In late 2003, Designer was redesigned and released as the Adobe Forms Designer.

In March 2004, Adobe shipped Adobe Designer 6.0 for use with Adobe's Intelligent Document Platform and with version 6 of the Adobe Acrobat software. This release included support for creating dynamic forms with data propagated by the Adobe Form Server, support for the XML Data Package (XDP) file format, as well as importing existing forms from Adobe Acrobat, Adobe Output Designer, Microsoft InfoPath and Microsoft Word.

In December 2004, Adobe released Designer as Adobe LiveCycle Designer 7.0 as part of the LiveCycle suite of products.
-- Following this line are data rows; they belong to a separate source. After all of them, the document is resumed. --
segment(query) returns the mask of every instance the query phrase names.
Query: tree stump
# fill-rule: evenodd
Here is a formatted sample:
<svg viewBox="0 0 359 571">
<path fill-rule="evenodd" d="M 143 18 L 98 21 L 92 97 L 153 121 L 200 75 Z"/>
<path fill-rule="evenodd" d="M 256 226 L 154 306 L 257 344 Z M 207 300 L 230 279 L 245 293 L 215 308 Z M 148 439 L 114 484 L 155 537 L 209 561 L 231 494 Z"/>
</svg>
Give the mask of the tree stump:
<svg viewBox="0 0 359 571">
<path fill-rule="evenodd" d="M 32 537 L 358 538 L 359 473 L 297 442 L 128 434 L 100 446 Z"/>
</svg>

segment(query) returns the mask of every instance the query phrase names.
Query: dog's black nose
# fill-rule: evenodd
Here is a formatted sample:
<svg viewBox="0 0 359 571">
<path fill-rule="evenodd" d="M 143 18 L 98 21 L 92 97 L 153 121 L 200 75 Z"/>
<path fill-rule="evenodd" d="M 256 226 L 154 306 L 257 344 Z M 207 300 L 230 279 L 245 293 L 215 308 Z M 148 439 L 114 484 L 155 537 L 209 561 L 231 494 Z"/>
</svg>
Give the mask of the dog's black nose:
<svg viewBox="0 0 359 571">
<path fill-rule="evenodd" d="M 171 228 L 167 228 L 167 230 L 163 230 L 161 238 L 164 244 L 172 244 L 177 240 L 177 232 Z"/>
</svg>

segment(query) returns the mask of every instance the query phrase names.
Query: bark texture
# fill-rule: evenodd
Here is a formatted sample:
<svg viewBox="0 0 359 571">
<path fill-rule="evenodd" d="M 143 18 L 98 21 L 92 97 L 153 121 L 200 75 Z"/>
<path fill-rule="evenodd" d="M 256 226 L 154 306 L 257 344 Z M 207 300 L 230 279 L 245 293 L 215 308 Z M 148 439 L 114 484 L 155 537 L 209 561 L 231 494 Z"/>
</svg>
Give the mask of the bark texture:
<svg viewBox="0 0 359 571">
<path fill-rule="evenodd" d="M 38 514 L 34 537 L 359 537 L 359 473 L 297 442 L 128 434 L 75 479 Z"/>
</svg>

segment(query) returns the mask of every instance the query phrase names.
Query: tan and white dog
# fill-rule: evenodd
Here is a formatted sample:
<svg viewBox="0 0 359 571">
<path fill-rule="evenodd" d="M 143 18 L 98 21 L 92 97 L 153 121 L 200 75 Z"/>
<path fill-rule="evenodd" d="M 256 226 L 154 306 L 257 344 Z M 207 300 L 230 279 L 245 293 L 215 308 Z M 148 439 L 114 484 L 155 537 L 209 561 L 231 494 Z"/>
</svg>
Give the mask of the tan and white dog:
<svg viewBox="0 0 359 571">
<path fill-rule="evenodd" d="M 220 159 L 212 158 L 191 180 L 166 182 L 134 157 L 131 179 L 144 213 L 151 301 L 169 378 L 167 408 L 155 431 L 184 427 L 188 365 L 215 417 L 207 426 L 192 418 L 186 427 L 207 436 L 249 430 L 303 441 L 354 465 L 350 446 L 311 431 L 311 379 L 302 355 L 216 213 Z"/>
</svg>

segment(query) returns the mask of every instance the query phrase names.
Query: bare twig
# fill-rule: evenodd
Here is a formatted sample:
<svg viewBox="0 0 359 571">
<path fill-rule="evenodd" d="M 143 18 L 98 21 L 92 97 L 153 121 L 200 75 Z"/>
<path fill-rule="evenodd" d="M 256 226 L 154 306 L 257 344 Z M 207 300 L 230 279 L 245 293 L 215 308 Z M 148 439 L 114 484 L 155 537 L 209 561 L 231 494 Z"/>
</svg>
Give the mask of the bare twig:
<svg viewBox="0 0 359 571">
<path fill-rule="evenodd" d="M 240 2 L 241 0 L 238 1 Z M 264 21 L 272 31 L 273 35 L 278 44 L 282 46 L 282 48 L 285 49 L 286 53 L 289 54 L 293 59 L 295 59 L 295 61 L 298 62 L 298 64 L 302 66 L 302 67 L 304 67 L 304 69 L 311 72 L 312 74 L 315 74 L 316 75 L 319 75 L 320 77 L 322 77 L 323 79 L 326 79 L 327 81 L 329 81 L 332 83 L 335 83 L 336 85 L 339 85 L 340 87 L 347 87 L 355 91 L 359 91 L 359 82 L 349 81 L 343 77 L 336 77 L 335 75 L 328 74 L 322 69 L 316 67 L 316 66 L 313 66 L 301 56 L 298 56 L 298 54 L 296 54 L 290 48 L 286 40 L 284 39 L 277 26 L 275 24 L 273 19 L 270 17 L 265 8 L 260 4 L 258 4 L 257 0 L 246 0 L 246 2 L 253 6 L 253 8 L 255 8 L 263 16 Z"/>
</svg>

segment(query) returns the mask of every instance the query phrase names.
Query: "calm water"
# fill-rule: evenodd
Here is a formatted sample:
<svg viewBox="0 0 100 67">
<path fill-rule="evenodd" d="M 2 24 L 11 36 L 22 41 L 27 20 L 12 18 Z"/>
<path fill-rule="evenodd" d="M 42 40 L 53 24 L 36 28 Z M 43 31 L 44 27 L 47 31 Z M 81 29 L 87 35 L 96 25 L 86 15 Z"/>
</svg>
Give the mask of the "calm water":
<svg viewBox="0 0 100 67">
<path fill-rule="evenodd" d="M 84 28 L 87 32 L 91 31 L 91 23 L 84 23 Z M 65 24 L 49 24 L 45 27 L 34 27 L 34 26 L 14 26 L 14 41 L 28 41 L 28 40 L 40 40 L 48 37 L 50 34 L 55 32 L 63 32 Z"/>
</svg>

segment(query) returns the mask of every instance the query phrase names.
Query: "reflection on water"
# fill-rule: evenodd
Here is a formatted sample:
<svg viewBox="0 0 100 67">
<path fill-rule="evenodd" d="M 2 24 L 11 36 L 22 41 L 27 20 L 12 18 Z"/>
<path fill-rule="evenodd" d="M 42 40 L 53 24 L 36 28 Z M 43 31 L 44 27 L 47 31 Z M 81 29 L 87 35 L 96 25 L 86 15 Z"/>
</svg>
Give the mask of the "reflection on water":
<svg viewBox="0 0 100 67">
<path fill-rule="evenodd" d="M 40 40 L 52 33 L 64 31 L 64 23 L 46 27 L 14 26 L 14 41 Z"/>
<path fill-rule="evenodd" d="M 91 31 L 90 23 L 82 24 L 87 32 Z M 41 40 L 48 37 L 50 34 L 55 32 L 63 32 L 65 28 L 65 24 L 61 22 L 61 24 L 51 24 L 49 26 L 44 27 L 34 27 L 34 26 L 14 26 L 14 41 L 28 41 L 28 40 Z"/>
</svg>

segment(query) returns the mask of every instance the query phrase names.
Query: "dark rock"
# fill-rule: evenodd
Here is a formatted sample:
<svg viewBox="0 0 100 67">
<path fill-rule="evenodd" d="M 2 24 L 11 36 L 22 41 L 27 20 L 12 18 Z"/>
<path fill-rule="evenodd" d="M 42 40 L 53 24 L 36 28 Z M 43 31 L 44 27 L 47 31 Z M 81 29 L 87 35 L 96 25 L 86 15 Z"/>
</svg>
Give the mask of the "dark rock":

This release added the ability to create dynamic forms that do not require the Adobe Form Server for dynamic features, tools for creating Email submissions, and the Paper Forms barcode tool. Designer 7.0 is bundled with Adobe Acrobat Professional 7.0 (on Microsoft Windows only) and available as a stand-alone product. In December 2005, Adobe released Adobe LiveCycle Designer 7.1 as a stand-alone upgrade. Acrobat 8 shipped in November 2006 bundled with a new version of LiveCycle Designer (version 8).

LiveCycle Designer was included with Adobe Acrobat Pro Version 9. It is included in Adobe Acrobat X Pro as Adobe LiveCycle Designer ES2, but it is sold separately since Adobe Acrobat XI Pro. However, owners of a prior licensed version of Acrobat Professional who qualify for and purchase an upgrade to Adobe Acrobat XI Professional also qualify for a free upgrade to LiveCycle Designer ES4.

The core support for Adobe LiveCycle ES4 ended March 2018. Adobe suggests upgrading to Adobe Experience Manager Forms.

==Features==

- Designer forms are structured documents with a hierarchical structure that can be converted into XML. This structure can include structure from XML Schema and example XML files.
- Designer forms can be saved as PDF files or XDP files. XDP files are used by the Adobe LiveCycle Form Server to render files to PDF or HTML as needed.
- PDF forms made in Designer can be designed to be dynamic (changing layout in response to data propagated from other sources), interactive (capable of accepting user input) or both. As of Designer 7.0, dynamic features of these PDF forms can be manipulated by the Adobe Form Server during the rendering process, or by the Adobe Acrobat/Acrobat Reader client during viewing.
- Designer allows JavaScript to be embedded into a form, allowing programmatic changes to the form layout as well as communication with various data sources (SOAP, OLEDB).
- Besides JavaScript, Designer includes a proprietary scripting language called FormCalc (in Adobe LiveCycle Designer ES2).

==Limitations==

- Designer works on a Windows only platform.
- Viewing PDF forms made with Designer requires Acrobat/Adobe Reader 6.0.2 or later, and will not work with many third party PDF tools.
- PDF forms made with Designer cannot be edited in Adobe Acrobat, only viewed.
- Some features of Designer forms are dependent on 'user rights' activated through the Adobe LiveCycle Reader Extensions server product. This applies to all PDFs, even ones created with Acrobat and other 3rd party vendors.
- Acrobat has been able to make forms since Acrobat 3.0, and there are some third-party tools which can work with them in addition to Adobe software. However, these are a type of form now called acroforms. Forms created by Designer are an incompatible type (commonly XFA forms) and are not in general compatible with existing non-Adobe software. Owners of Acrobat 7.0 Professional have the choice of making acroforms directly, or using the bundled (on Windows) copy of Designer to create XFA forms.
- When a form object is bound to an XML node, the value from that node may only be extracted once. If several objects share the same binding, only the first object will receive the node value when the form is processed.
- There are limitations in the ability of Designer to parse HTML and display it in a form; Designer cannot handle a number of fundamental tags, including ordered list, unordered list and tables.
- The program has had a reported consistent issue with users being able to set the tabbing order correctly. The system often reorders the entire form causing the user to have to start over. This problem has never been corrected but can be reduced by the user ensuring every field has a unique name (i.e. Yes/No Radio 1, Yes/No Radio 2, etc.).